The Effect of Optimal Self-Distillation in Noisy Gaussian Mixture Model
Kaito Takanami, Takashi Takahashi, Ayaka Sakata

TL;DR
This paper investigates how self-distillation improves binary classification on noisy data, revealing denoising as the key factor and proposing heuristics like early stopping and bias fixing, validated through theoretical analysis and experiments.
Contribution
It provides a theoretical analysis of self-distillation's effectiveness in noisy Gaussian mixture models and introduces practical heuristics to enhance its performance.
Findings
Denoising via hard pseudo-labels is the main driver of SD's effectiveness.
Early stopping of stages broadly improves SD performance.
Bias parameter fixing aids in label imbalance scenarios.
Abstract
Self-distillation (SD), a technique where a model improves itself using its own predictions, has attracted attention as a simple yet powerful approach in machine learning.
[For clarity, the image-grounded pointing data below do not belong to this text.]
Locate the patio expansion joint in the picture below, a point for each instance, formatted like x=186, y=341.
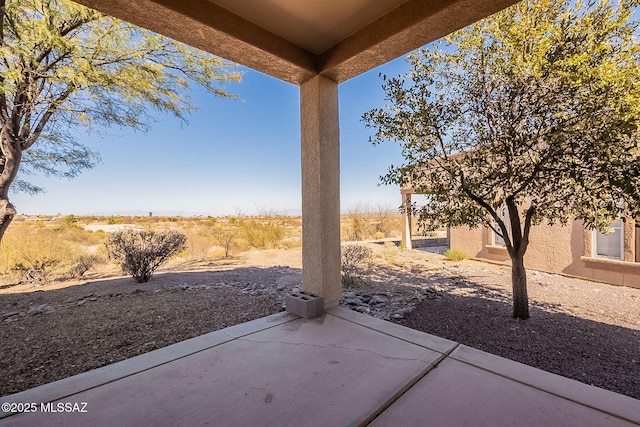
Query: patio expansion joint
x=408, y=387
x=339, y=347
x=115, y=378
x=543, y=390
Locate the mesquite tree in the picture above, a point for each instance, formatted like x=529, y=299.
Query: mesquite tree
x=534, y=110
x=65, y=66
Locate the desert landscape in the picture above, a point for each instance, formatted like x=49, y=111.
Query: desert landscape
x=57, y=322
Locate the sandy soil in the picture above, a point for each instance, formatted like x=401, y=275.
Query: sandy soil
x=583, y=330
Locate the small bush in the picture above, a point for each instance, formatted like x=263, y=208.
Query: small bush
x=263, y=234
x=455, y=255
x=83, y=264
x=140, y=253
x=389, y=251
x=354, y=259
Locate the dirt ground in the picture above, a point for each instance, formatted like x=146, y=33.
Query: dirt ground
x=583, y=330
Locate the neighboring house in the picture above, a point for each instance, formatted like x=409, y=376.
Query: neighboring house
x=572, y=250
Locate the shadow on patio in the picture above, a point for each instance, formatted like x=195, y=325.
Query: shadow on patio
x=342, y=368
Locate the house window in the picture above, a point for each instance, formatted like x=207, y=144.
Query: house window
x=610, y=245
x=504, y=216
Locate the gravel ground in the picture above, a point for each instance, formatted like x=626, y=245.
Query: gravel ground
x=582, y=330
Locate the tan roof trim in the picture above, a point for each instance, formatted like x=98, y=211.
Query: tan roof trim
x=209, y=27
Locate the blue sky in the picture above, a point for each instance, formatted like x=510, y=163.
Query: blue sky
x=232, y=156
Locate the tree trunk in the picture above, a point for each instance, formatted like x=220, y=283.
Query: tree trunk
x=12, y=155
x=519, y=286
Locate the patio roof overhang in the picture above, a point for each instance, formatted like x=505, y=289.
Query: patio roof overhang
x=296, y=40
x=315, y=44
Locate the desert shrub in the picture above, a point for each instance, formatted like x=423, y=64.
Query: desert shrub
x=263, y=234
x=140, y=253
x=226, y=238
x=82, y=264
x=354, y=259
x=455, y=255
x=389, y=251
x=200, y=243
x=34, y=253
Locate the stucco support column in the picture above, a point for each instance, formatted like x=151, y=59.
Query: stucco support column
x=321, y=189
x=406, y=221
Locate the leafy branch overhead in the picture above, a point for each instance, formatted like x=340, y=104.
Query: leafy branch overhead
x=534, y=110
x=64, y=67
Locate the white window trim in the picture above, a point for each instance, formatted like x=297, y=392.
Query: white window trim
x=594, y=242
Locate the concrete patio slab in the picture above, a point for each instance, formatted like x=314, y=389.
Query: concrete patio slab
x=458, y=394
x=342, y=368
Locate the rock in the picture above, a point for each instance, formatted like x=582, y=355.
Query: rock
x=10, y=314
x=377, y=299
x=33, y=311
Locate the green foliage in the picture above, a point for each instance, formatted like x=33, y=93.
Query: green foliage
x=226, y=239
x=64, y=66
x=82, y=264
x=543, y=99
x=535, y=110
x=140, y=253
x=455, y=255
x=355, y=258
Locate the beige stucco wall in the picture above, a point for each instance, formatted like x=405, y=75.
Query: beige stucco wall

Despite its widespread use, the mechanisms underlying its effectiveness remain unclear. In this study, we investigate the efficacy of hyperparameter-tuned multi-stage SD with a linear classifier for binary classification on noisy Gaussian mixture data. For the analysis, we employ the replica method from statistical physics. Our findings reveal that the primary driver of SD's performance improvement is denoising through hard pseudo-labels, with the most notable gains observed in moderately sized datasets. We also identify two practical heuristics to enhance SD: early stopping that limits the number of stages, which is broadly effective, and bias parameter fixing, which helps under label imbalance. To empirically…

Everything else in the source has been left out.